The officers were all charged with one count of conspiracy to commit theft concerning programs receiving federal funds and one count of embezzlement from an agency receiving federal funds, and are scheduled for arraignment today.
The charged: Lt. Timothy Torigian, 54, of Walpole, Sgt. Gerard O’Brien (retired), 62, of Braintree, Sgt. Robert Twitchell (retired), 58, of Norton, and officers Henry Doherty (retired), 61, of Dorchester, Diana Lopez (retired), 58, of Milton, James Carnes (retired), 57, of Canton, Michael Murphy, 60, of Hyde Park, Ronald Nelson (retired), 60, of Jamaica Plain and Kendra Conway, 49, of Boston.
According to the US Attorney's office:
According to the indictment, the defendants were assigned to Boston Police Department’s (BPD) Evidence Control Unit (ECU), where they were responsible for, among other things, storing, cataloging and retrieving evidence at the warehouse. ECU officers were eligible to earn overtime pay of 1.5 times their regular hourly pay rate for overtime assignments. It is alleged that beginning in at least May 2016, the defendants routinely departed overtime shifts two or more hours early but submitted false and fraudulent overtime slips claiming to have worked the entirety of each shift.
One overtime shift, called “purge” overtime, was focused on reducing the inventory of the evidence warehouse. The shift was supposed to be performed from 4:00 to 8:00 p.m. on weekdays. On days which the defendants claimed to have worked until 8:00 p.m., the warehouse was closed, locked and alarmed well before 8:00 p.m., and often by 6:00 p.m. or before. Despite this, it is alleged that the defendants routinely submitted false and fraudulent overtime slips claiming to have worked from 4:00 to 8:00 p.m. Supervisors, who also left early from this shift, allegedly submitted their own false and fraudulent slips and also knowingly endorsed the fraudulent overtime slips of their subordinates.
Another shift, called “kiosk” overtime, was available to two ECU officers one Saturday a month from 6:00 a.m. to 2:30 p.m. This shift involved collecting materials, such as unused prescription drugs, from kiosks in each police district in the city and then transporting the materials to an incinerator in Saugus. It is alleged that defendants who performed this overtime shift routinely submitted overtime slips claiming to have worked eight and a half hours when in fact the defendants frequently completed the work and left the shift early, often before 10:00 a.m.
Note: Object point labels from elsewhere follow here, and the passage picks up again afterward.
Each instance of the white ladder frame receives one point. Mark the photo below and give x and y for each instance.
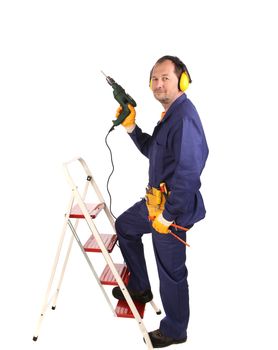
(79, 199)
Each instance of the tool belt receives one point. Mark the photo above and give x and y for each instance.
(156, 199)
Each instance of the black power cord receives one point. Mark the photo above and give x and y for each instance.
(112, 163)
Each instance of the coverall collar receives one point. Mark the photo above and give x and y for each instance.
(173, 106)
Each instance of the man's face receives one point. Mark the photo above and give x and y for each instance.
(165, 83)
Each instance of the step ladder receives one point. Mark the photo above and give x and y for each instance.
(113, 273)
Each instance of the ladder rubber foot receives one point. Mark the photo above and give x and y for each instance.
(123, 309)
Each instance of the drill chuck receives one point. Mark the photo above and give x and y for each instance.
(122, 98)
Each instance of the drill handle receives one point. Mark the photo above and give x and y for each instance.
(125, 112)
(123, 99)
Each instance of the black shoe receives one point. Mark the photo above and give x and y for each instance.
(161, 341)
(143, 297)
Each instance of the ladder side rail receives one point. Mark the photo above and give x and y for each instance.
(53, 270)
(105, 253)
(85, 191)
(113, 269)
(93, 183)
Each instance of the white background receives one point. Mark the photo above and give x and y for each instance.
(55, 105)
Several of the officers showed dramatic decreases in overtime payments between 2017 and 2019 as the investigation accelerated, according to BPD payroll data via Woke Windows. For example, Torigian made $60,504 in overtime in 2017 and $73,905 in 2018 but just $9,844 in 2019. O'Brien went from $39,477 in 2017 and $51,002 in 2018 to just $6,140 last year. Conway went from $42,336 in 2017 and $42,110 in 2018 to $13,520 last year.
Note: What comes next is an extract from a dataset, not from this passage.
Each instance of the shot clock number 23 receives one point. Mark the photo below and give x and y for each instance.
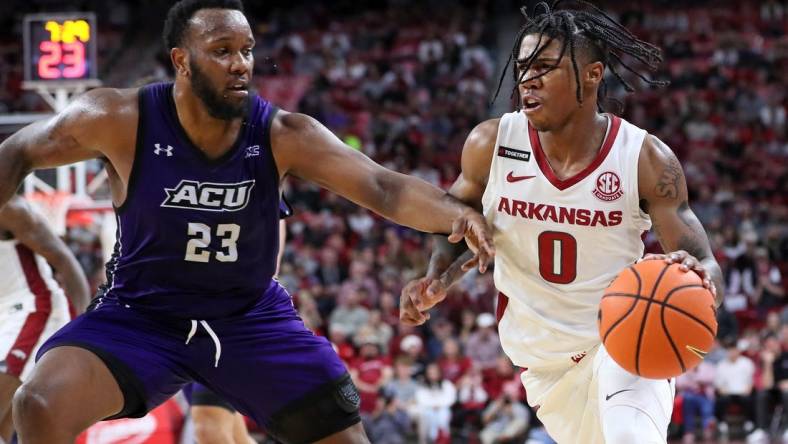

According to the US Attorney's office:
According to court documents, Torigian received over $43,000 for overtime hours he did not work; Twitchell, O’Brien and Doherty each received over $25,000 for overtime hours they did not work; Carnes and Lopez each received over $20,000 for overtime hours they did not work; and Murphy, Nelson and Conway each received over $15,000 for overtime hours they did not work.
In a statement, Police Commissioner William Gross said:
The allegations and behavior alleged in today’s indictments is very troubling and in no way reflect the attitudes of the hard-working employees of the Boston Police Department. I hold my officers to the highest standards and expect them to obey all the laws that they have taken an oath to uphold. News of these indictments send a strong message that this type of behavior will not be tolerated or ignored and can damage the trust my officers have worked so hard to build with the communities we serve.
Gross added that the investigation is continuing.